Inaccurate Mult-Adds Estimation for Transformers

Yiming-M opened this issue · 3 comments

Describe the bug

For ViT, the returned total mult-adds from torchinfo.summary is much smaller than that reported in other websites.

To Reproduce

Code snippet:

from torchinfo import summary
from torchvision.models import vit_b_16
vit = vit_b_16()
input_size = 1, 3, 224, 224
summary(vit, input_size)

Output:

...
Total params: 86,567,656
Trainable params: 86,567,656
Non-trainable params: 0
Total mult-adds (M): 173.23
===============================================================================================
Input size (MB): 0.60
Forward/backward pass size (MB): 104.09
Params size (MB): 232.27
Estimated Total Size (MB): 336.96

Expected behavior

From other resources such as MMClassification and PapersWithCode, the number of flops is 33.03G. I understand that the number of mult-adds is different than the number of flops, but in the case of transformers, where matrix multiplication accounts for a large proportion of overall computation, these two numbers should be similar (not like 33.03G and 173.23M!)

Screenshots
If applicable, add screenshots to help explain your problem.
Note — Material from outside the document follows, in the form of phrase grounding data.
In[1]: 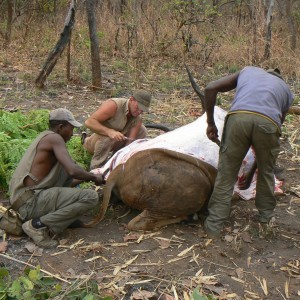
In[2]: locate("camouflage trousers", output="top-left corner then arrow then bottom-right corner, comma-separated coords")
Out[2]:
18,187 -> 100,234
204,113 -> 280,234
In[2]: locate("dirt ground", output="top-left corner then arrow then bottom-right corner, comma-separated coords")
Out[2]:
1,62 -> 300,300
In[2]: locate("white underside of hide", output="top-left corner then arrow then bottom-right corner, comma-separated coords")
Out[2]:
91,106 -> 283,200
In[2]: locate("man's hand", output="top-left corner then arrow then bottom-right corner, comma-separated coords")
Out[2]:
108,129 -> 126,141
206,123 -> 220,145
93,174 -> 105,186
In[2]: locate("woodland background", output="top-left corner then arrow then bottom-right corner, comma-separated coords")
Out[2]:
1,0 -> 300,91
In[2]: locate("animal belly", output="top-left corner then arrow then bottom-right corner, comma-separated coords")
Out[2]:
114,149 -> 215,217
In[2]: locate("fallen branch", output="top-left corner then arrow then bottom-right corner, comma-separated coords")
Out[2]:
0,253 -> 70,284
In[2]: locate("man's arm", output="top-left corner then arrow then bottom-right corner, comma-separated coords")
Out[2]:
50,134 -> 104,185
85,100 -> 126,142
125,118 -> 143,145
205,71 -> 240,143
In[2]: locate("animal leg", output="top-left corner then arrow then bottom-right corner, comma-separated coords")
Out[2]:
127,210 -> 188,231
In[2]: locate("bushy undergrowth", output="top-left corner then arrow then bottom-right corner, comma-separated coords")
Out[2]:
0,266 -> 112,300
0,110 -> 90,190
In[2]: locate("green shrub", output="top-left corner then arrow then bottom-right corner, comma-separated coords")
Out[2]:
0,266 -> 112,300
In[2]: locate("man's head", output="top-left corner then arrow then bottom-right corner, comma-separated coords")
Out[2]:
267,68 -> 283,80
49,108 -> 82,127
49,108 -> 82,142
132,90 -> 152,113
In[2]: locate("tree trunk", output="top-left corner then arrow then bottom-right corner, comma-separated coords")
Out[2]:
86,0 -> 102,88
285,0 -> 297,50
35,0 -> 76,88
66,33 -> 71,81
250,1 -> 258,64
263,0 -> 274,60
3,0 -> 13,47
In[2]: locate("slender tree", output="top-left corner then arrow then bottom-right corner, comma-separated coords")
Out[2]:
86,0 -> 102,88
3,0 -> 13,47
263,0 -> 274,60
35,0 -> 76,88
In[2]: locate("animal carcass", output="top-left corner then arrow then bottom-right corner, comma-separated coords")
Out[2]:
86,107 -> 262,231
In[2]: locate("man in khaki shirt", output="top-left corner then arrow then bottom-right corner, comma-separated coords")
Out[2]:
83,90 -> 152,170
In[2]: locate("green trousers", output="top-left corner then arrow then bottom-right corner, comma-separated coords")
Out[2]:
19,187 -> 100,234
204,113 -> 280,234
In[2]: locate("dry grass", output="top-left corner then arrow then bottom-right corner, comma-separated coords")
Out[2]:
1,2 -> 300,91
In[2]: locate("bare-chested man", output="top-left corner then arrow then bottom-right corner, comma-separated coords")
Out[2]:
9,108 -> 104,248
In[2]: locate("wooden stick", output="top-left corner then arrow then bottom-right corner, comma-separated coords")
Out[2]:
0,253 -> 70,284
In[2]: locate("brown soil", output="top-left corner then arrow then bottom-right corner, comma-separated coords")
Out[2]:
1,62 -> 300,300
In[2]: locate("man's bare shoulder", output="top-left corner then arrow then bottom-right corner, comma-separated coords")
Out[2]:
91,100 -> 118,119
37,132 -> 65,149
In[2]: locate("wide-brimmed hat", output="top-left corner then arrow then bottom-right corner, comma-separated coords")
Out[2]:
49,108 -> 82,127
267,68 -> 283,80
133,90 -> 152,112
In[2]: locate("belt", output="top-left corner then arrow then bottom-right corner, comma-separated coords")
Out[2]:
11,189 -> 35,211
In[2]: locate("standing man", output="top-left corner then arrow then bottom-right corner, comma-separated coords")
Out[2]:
9,108 -> 104,248
203,66 -> 294,237
83,90 -> 152,170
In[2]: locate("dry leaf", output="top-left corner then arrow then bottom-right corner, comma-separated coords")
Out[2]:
0,241 -> 8,252
183,291 -> 190,300
132,290 -> 156,299
247,256 -> 251,267
128,267 -> 140,273
235,267 -> 244,279
113,255 -> 139,275
178,245 -> 194,257
106,242 -> 129,247
257,277 -> 268,296
205,239 -> 212,246
113,266 -> 122,276
241,231 -> 252,243
231,276 -> 245,284
196,275 -> 218,285
224,235 -> 234,242
226,293 -> 238,298
58,238 -> 84,249
172,285 -> 179,300
174,229 -> 184,235
24,242 -> 43,255
285,280 -> 289,298
125,279 -> 153,285
51,249 -> 68,256
158,239 -> 170,249
84,255 -> 108,262
123,233 -> 140,241
168,256 -> 188,263
160,294 -> 175,300
204,284 -> 226,296
67,268 -> 76,276
245,290 -> 260,299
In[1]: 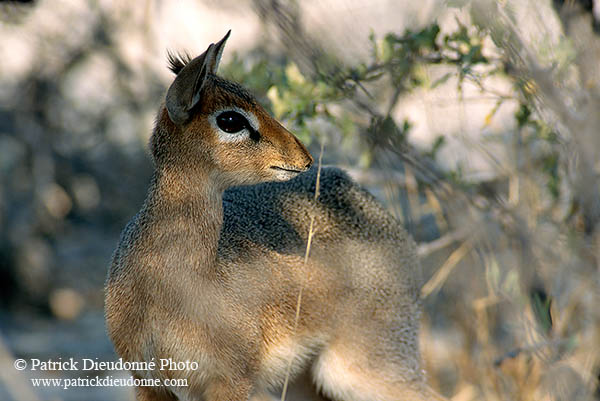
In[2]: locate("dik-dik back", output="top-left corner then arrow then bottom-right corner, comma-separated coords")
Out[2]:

Environment (please complete the following information):

  • OS: macOS Ventura 13.2 (M1Pro)
  • Python: 3.10.9
  • Package Version (torchinfo): 1.7.2

I meet the same question and hope developers to pay attention to it, Thanks a lot.

encountered similar bug: The MACs of MultiheadAttention module doesn't get counted

snimu commented

The problem is that currently, torchinfo only traces nn.Modules, not functions. Transformer Modules often use shortcut functions, so they often don't get traced.

Discussion #192 proposes a tracing mechanism that would fix this issue, but it is a big change. If anyone is up to implementing the change, I think that @TylerYep would be happy about it.